J’ai suivi la vie de Jeff plusieurs jours en totale immersion avec lui dans sa tête d’abord puis dans sa cellule isolée de 9 mètres carré. J’ai écouté ce qu’il avait à dire, de sa solitude, sa condition d’enfant abandonné, d’homme rejeté, abîmé, sali par la vie et le manque de chance, d’amour, d’espoir. Je l’ai accompagné dans ses 23h dans sa piaule avec l’odeur entêtante de l’iode qui vient à narguer au loin celui qui ne peut rien vouloir, rien espérer, pour qui la liberté n’a plus de sens. Je l’ai accompagné dans ses pas à tourner en rond une heure dehors entre les murs bétonnés. J’ai plissé les yeux devant les humiliations de certains gardiens pour toi, Jeff le negro. J’ai respiré quand d’autres t’offraient un peu de leur temps, Jean ce gardien lui, il t’aimait bien toi Jefferson. Puis il y avait Germaine, cette souris pour seule compagnie qui elle aussi, a fini par t’aimer un peu. Tu ne demandais pas plus Jeff, un peu d’amour, même une chienne s’occupe de ses petits diras-tu, tu n’as même pas eu cette chance-là.



Alors oui, tu as commis des actes impardonnables pour lesquels tu as été jugé. Mais entre ton passé et tes violences, je suis tiraillée. Plus on avance avec toi, plus un attachement se crée.

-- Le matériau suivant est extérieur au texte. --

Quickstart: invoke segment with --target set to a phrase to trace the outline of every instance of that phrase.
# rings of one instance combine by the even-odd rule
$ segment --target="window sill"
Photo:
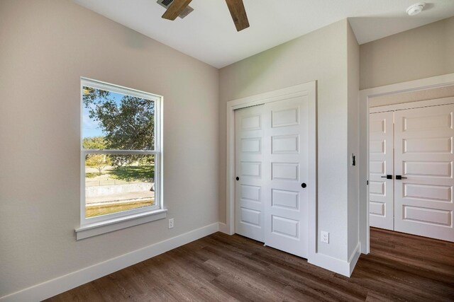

Il y a ce quelque chose de La ligne verte, de Glen Affric ou encore de L’étranger ici. Quelque chose de fort éclôt à la mesure des pages. Jefferson est là, même quand on referme momentanément le livre. Grâce à une écriture tout en finesse, en émotion, sans aucune lourdeur, cette immersion dans la tête de Jeff rend la lecture troublante, marquante et peut-être un peu hors du commun. Jamais un livre n’a donné autant de place aux pensées d’un prisonnier enchaîné à une mort certaine.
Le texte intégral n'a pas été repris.